Bilindiği gibi Ebul Beka'nın II. Bayezid'a gösterilsin diye yazdığı o meşhur şiirden
iki dizedir yukarıdaki satırlar. Hikâyesi topyekûn bir soykırımla karşılaşan Endülüs
Müslümanlarının feryadını suyun ötesindeki İstanbul'da Türk ülkesine duyurabilmekti.
Duyurdu da. Çok da bir şey yapamadık ama. Tarihin büyük döngüsü devam etti.
Bugün birkaç mimari eser dışında bir şey kalmadı orada. Endülüslü şairin gözlerini
çevirip yardım isteyeceği bir yer de vardı.
Bugün yani İsa'nın doğumuna raptedilen miladi tarihin iki bin yirmi dördüncü yılında
Gazze'de artık yavaş yavaş hepimizin gündeminden de çekilen tarihin en büyük
soykırımı hâlâ devam ediyor. Gözlerini çevirip yardım isteyecekleri çok bir yerleri
de yok ne yazık ki. Türk ülkesi yine yardım elini uzatamıyor.

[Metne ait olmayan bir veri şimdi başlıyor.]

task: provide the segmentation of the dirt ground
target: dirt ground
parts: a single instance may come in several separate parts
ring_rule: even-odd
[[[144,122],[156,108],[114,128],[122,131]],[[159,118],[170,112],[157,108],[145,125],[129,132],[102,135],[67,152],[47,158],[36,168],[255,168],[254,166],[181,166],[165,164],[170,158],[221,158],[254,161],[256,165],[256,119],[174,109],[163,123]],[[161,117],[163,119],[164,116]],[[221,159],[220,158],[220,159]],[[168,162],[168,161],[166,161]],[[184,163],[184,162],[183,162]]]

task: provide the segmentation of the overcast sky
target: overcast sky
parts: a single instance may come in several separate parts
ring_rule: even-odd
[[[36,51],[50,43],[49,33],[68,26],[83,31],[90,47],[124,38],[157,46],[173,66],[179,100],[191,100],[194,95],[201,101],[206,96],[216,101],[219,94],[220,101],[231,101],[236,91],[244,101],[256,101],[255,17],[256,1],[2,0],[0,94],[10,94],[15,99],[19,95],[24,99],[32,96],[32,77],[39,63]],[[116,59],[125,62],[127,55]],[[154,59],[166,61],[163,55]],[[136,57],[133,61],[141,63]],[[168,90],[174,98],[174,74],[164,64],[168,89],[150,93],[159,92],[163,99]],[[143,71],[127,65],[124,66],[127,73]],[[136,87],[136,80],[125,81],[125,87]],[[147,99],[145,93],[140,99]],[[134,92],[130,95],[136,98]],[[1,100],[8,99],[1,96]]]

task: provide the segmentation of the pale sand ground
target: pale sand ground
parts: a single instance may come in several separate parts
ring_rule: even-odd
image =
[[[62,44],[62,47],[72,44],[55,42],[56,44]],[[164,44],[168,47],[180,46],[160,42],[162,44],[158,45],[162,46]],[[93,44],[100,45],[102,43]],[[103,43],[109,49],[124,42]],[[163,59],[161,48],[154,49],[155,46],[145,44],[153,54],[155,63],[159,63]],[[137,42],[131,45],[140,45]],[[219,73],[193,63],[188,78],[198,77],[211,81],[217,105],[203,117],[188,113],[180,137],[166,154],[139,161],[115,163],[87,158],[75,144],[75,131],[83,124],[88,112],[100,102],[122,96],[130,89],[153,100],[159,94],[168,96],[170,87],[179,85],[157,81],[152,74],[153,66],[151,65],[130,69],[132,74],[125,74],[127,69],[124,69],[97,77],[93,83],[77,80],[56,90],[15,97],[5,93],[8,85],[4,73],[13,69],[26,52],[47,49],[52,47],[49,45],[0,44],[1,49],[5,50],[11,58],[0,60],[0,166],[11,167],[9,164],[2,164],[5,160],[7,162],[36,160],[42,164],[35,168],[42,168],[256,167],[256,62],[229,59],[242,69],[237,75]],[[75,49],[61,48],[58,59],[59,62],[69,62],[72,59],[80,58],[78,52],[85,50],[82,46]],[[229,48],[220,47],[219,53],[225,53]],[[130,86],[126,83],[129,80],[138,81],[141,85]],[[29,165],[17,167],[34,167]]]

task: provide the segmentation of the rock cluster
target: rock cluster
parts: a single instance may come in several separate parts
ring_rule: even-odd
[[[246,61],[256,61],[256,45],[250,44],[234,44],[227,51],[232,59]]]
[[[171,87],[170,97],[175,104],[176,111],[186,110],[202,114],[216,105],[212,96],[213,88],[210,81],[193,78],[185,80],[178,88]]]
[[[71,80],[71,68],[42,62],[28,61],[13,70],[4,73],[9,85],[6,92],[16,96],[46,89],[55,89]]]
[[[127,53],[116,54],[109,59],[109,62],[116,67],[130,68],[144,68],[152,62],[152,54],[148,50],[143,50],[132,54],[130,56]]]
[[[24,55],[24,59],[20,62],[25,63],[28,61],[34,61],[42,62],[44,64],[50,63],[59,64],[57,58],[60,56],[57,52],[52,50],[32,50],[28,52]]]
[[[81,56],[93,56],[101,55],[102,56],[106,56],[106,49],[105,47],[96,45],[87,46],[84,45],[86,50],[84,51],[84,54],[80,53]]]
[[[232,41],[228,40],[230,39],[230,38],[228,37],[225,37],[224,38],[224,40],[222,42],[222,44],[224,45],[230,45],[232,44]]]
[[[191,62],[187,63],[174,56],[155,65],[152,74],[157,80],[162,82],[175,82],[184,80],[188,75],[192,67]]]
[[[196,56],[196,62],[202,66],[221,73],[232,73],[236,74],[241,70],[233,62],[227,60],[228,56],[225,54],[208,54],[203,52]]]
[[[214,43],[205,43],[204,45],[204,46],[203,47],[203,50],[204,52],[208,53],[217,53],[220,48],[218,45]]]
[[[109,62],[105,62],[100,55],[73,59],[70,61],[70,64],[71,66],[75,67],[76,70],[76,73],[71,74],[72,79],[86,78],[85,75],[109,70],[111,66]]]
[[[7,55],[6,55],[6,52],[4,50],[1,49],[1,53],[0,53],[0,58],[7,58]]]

Ellerimizin kiri içinde bir Ömer zaten beklemiyoruz da Çağrı Bey oğlu Alp Arslan da
yok Kutalmışoğlu Kılıçarslan da Halep atabeğimiz Nureddin Zengi de yok Hıttin'de
görünen Selahaddin de...
Tarihin tam burasında ince hesaplarımız ve büyük öngörülerimizle onurumuzu da
düğümlemiş ilm-i siyasetin ilmeğiyle yaşıyoruz zannediyoruz işte. Ateşli çağrılar ile
ustalıklı sessizlik arasında sıkışıp kaldık.
Çocukların açlıktan öldüğü ve bunu izlemek zorunda kaldığımız günlerin ağırlığı
altında insan kalmaktan söz edemeyiz.
Öfkeliyiz. Elimizdeki tek şey de bu. Öfkemizi gün geçtikçe bilemek ve yükseltmek
zorundayız. Bildiğimiz ve söyleyebileceğimiz tek şey de bu.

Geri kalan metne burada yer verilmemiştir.